In this paper we have shown that the diameter of the OTIS-Hypercube is 2d+1, which is very close to that of an  $N^2$  processor hypercube. However, each OTIS-Hypercube processor is connected to at most d+1 other processors; while in an  $N^2$ processor hypercube, a processor is connected to up to 2d other processors. We have also developed algorithms for frequently used data permutations. Table 5 compares the performance of our algorithms and those obtained by simulating the optimal hypercube algorithms using the simulation technique of (Zane et. al. 1996). For most of the permutations considered, our algorithms are either optimal or within one move of being optimal. An algorithm for general BPC permutations has also been proposed.

|                    | Sim  | ulation    | Our Algorithm |            |  |
|--------------------|------|------------|---------------|------------|--|
| Permutation        | OTIS | electronic | OTIS          | electronic |  |
| Transpose          | 2d   | 2d         | 1             | 0          |  |
| Perfect Shuffle    | 2d   | 2d         | 2             | 2d         |  |
| Unshuffle          | 2d   | 2d         | 2             | 2d         |  |
| Bit Reversal       | 2d   | 2d         | 1             | 2d         |  |
| Vector Reversal    | 2d   | 2d         | 2             | 2d         |  |
| Bit Shuffle        | 2d-2 | 2d-2       | d/2 + 2       | 3d         |  |
| Shuffled Row-major | 2d-2 | 2d-2       | d/2 + 2       | 3d         |  |
| $G_l P_u$ Swap     | d    | d          | d/2           | d          |  |

Table 5: Performance Comparisons

### References

- [1] Feldman M., Esener S., Guest C., & S. Lee (1988) Comparison Between Electrical and Free-Space Optical Interconnects Based on Power and Speed Considerations.
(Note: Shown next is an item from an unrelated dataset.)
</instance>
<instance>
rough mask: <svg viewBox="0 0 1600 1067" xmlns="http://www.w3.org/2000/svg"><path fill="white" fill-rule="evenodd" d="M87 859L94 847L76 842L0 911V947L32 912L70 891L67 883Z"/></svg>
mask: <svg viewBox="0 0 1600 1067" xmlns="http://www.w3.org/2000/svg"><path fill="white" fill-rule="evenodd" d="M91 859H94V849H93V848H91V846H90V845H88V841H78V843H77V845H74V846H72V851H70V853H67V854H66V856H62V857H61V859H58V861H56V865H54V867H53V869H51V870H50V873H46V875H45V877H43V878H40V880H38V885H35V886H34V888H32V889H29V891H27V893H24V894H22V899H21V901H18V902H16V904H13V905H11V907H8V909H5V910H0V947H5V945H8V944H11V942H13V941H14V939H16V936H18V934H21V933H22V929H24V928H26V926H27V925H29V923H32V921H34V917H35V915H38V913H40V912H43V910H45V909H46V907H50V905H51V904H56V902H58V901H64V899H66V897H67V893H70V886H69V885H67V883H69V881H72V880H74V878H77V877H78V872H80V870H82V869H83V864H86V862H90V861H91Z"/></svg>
Applied Optics, 27, 9, p. 1742-1751.
- [2] Hendrick W., Kibar O., Marchand P., Fan C., Blerkom D. V., McCormick F., Cokgor I., Hansen M., & Esener S. (1995) Modeling and Optimization of the Optical Transpose Interconnection System. Optoelectronic Technology Center, Program Review, Cornell University.
- [3] Kiamilev F., Marchand P., Krishnamoorthy A., Esener S., & Lee S. (1991) Performance Comparison Between Optoelectronic and VLSI Multistage Interconnection Networks. *Journal of Lightwave Technology*, 9, 12, p. 1674-1692.
- [4] Krishnamoorthy A., Marchand P., Kiamilev F., & Esener S. (1992) Grain-Size Considerations for Optoelectronic Multistage Interconnection Networks. Applied Optics, 31, 26, p. 5480-5507.
- [5] Marsden G. C., Marchand P. J., Harvey P., & Esener S. C. (1993) Optical Transpose Interconnection System Architectures. Optics Letters, 18, 13, p. 1083-1085.
- [6] Nassimi D. & Sahni S. (1982) Optimal BPC Permutations On A Cube Connected Computer. *IEEE Transactions on Computers*, C-31, 4, p. 338-341.

- [7] Sahni S. & Wang C.-F. (1997) BPC Permutations On The OTIS-Mesh Optoelectronic Computer. Proceedings of the fourth International Conference on Massively Parallel Processing Using Optical Interconnections (MPPOI'97), p. 130-135.
- [8] Wang C.-F. & Sahni S. (1997) Basic Operations on the OTIS-Mesh Optoelectronic Computer. *Technical Report 97-008*, CISE Department, University of Florida, available by anonymous ftp login from ftp.cise.ufl.edu under directory tech-report/tr97/tr97-008.ps.gz.
- [9] Zane F., Marchand P., Paturi R., & Esener S. (1996) Scalable Network Architectures Using the Optical Transpose Interconnection System (OTIS). Proceedings of the second International Conference on Massively Parallel Processing Using Optical Interconnections (MP-POI'96), p. 114-121.